LeCun had long warned that scaling large language models would not produce human-level intelligence, let alone superintelligence. In multiple podcast appearances throughout 2025, he argued that LLMs fundamentally lack reasoning and world models. On one prominent technology podcast, he stated bluntly, “We are not going to get to human-level AI by just scaling up LLMs. This is just not going to happen. There’s absolutely no way. The idea that we’re going to have a country of geniuses in a data center—that’s complete BS.”

He went further, cautioning investors directly. “If you think that we’re gonna get to human-level AI just by training on more data and with a few tricks, you’re making a mistake. If you invested in a company that told you that, that was probably not a good idea.”

These views clashed directly with Meta’s new direction. Reports from The Information and the Financial Times indicated growing internal frustration following the release of LLaMA 4 in April 2025, which was widely viewed as underwhelming. Worse, Meta was accused of gaming benchmark tests by tailoring specific versions of the model to perform well on certain evaluations. Zuckerberg was reportedly furious.




Shortly after Wang’s arrival, LeCun was sidelined. In November 2025, he announced he would step down from Meta at the end of the year. Days after officially leaving, he gave an interview to the Financial Times in which he addressed his successor with thinly veiled contempt. “He learns fast. He knows what he doesn’t know,” LeCun said of Wang, before adding, “There’s no experience with research or how you practice research, how you do it, or what would be attractive or repulsive to a researcher.”

Then came the line that crystallized the philosophical divide. “I’m sure there’s a lot of people at Meta, including perhaps Alex, who would like me to not tell the world that LLMs basically are a dead end when it comes to superintelligence. But I’m not going to change my mind because some dude thinks I’m wrong. I’m not wrong. My integrity as a scientist cannot allow me to do this.”

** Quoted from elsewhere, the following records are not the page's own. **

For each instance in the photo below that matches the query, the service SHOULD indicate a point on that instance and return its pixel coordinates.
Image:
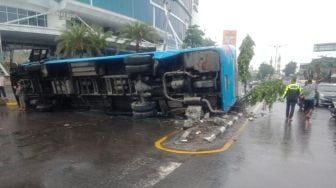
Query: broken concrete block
(210, 138)
(214, 134)
(219, 121)
(225, 116)
(207, 115)
(230, 123)
(188, 123)
(194, 113)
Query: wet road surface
(74, 149)
(79, 149)
(270, 153)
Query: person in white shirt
(2, 86)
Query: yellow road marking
(11, 104)
(227, 145)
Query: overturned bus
(141, 84)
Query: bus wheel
(138, 60)
(137, 68)
(151, 113)
(143, 107)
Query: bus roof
(156, 55)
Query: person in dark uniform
(292, 93)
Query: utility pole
(276, 65)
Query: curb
(12, 103)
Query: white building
(36, 23)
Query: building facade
(35, 23)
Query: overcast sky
(296, 24)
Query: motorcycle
(332, 109)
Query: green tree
(245, 56)
(268, 92)
(79, 39)
(137, 32)
(98, 39)
(208, 42)
(290, 68)
(321, 67)
(265, 70)
(194, 37)
(74, 41)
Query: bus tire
(204, 84)
(138, 60)
(151, 113)
(143, 107)
(137, 68)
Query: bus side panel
(228, 81)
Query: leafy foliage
(195, 38)
(265, 70)
(245, 56)
(78, 39)
(137, 32)
(98, 39)
(269, 92)
(208, 42)
(290, 68)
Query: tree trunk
(137, 46)
(245, 87)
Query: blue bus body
(147, 83)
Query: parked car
(326, 93)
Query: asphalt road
(270, 153)
(79, 149)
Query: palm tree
(98, 39)
(137, 32)
(74, 41)
(79, 39)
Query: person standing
(309, 93)
(20, 92)
(2, 86)
(292, 93)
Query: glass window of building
(11, 13)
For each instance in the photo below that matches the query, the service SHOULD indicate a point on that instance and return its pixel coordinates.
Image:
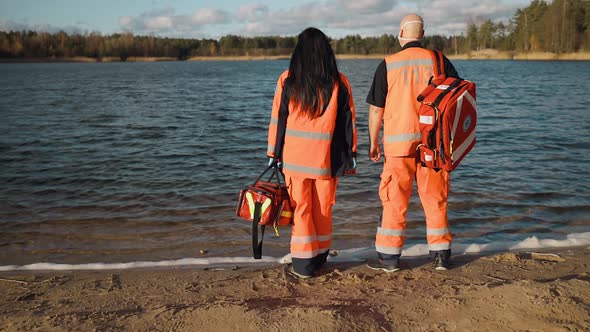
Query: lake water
(120, 162)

For Zuckerberg, however, the allure of brute force was irresistible. Meta generates enormous cash flow. Unlike startups dependent on venture capital, it can afford to pursue a vision unconstrained by near-term profitability. The belief that intelligence will eventually emerge from sheer scale has become the organizing principle of the company.

Whether that belief is visionary or delusional remains an open question. Critics argue that Meta is burning shareholder value on a speculative race with no finish line, betting everything on a theoretical breakthrough that its own former chief scientist insists will never arrive. Supporters counter that transformative technologies often look wasteful until they suddenly aren’t, and that controlling AI infrastructure at planetary scale could prove decisive in ways not yet visible.

What is undeniable is that Meta’s strategy is unprecedented. No other company is spending so much, for so long, with so little direct monetization. Zuckerberg is not merely investing in AI; he is wagering the future of Meta itself on the assumption that intelligence can be bought by the megawatt.

If artificial superintelligence emerges from Meta’s data centers, history will remember this era as visionary. If it does not, the six hundred billion dollar bet may stand as the most expensive miscalculation in the history of the technology industry.